Apple Inc. is a black hole, a corporate object so massive that you may want to be careful about being caught in its gravitational field.
The world's most profitable maker of smartphones exercises vast power over the suppliers who make components for its mobile devices. By choosing their designs or chips, Apple mints their fortunes. When it cuts them off though, it can reduce them to rubble. Especially when the subject company hasn't thought of an escape plan.
On Monday, the small U.K.-based chip designer Imagination Technologies Group Plc reached the event horizon. It disclosed that Apple, its biggest customer, plans to wean itself off Imagination's graphics processor chip designs within two years and will create its own designs in-house.
Given that Apple accounted for half of its annual revenue of 120 million pounds ($150 million) in its last fiscal year, Imagination is reeling. The share price fell as much as 70 percent, since none of this was remotely expected by investors. Apart from one, of course: Apple itself owns about 8 percent of Imagination's stock.
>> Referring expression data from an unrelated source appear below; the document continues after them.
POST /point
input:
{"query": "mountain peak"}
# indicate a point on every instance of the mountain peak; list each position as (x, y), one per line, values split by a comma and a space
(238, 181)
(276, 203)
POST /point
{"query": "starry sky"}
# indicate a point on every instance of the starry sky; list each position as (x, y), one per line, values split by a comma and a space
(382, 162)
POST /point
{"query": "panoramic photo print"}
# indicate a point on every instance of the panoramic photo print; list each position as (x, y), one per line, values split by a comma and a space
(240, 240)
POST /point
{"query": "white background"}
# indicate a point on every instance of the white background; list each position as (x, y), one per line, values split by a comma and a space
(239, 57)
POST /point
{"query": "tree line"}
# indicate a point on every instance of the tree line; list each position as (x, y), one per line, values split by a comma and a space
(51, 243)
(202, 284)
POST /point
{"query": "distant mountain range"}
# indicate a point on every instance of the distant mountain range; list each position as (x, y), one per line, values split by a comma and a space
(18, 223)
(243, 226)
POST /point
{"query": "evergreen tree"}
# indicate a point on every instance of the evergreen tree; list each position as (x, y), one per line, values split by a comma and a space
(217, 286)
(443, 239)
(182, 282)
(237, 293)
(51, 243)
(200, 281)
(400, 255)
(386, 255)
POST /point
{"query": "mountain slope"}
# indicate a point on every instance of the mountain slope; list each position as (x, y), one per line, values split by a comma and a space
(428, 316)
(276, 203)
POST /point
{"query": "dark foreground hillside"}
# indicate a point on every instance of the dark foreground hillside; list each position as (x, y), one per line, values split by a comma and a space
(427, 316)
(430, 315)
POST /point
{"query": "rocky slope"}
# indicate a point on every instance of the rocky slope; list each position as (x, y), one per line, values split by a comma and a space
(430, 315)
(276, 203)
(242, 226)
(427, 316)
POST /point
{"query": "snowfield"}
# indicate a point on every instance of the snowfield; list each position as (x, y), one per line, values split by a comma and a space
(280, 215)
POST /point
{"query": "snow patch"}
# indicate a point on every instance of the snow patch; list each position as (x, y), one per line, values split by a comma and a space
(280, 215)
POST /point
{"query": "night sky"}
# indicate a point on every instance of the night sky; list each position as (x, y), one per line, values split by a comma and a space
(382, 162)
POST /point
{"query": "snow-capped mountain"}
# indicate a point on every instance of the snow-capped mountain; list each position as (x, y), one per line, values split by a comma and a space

Imagination says it is still in talks with Apple over a new royalty arrangement and that it suspects the California-based giant won't be able to make its own designs without infringing on the British company's intellectual property. There's a good chance this ends in court. Patent fights are common in the technology sector. But even if Imagination wins, it won't necessarily fix things. It certainly won't be easy finding new customers that promise equally stellar rewards.
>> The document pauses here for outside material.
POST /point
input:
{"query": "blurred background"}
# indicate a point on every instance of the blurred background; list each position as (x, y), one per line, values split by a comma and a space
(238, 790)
The risks are acute in the lopsided smartphone market, where Apple and Samsung hoard most of the profit. To ensure their dominance, they both choose the best processors, chips and components to produce premium products that command higher prices. In contrast, companies such as Huawei Technologies Co Ltd or Oppo Electronics that churn out cheaper Android phones tend to just buy a pre-packaged group of components to keep costs down.
Before today, Imagination was enjoying life in the Apple-Samsung sphere. Re-tooling to make its graphics processor designs more appealing to the cheaper end of the smartphone market may be difficult. It would probably need price cuts, imperiling R&D, and bringing the danger of a death spiral to a company whose real asset is its engineering talent.
The reality is that relying so heavily on one customer is always a risk, and one that Imagination probably wishes it had better managed. While Apple dominates profit in smartphones, it only has about 11 percent market share. There are ways to avoid such dependency, namely by making products that appeal to a greater range of smartphone makers. Imagination's larger cousin, ARM Holdings Plc, which designs processor chips, has avoided the Apple trap by allowing its blueprints to be more customizable. That's made them the industry standard, which means its sources of revenues are diverse.
Others with strong links to Apple include German chipmaker Dialog Semiconductor Plc and U.S.-based Cirrus Logic Inc. The former relied on Apple for 69 percent of sales last year, according to Bloomberg data, and the latter 85 percent. Imagination shows how such close ties can sometimes end painfully.
This column does not necessarily reflect the opinion of Bloomberg LP and its owners.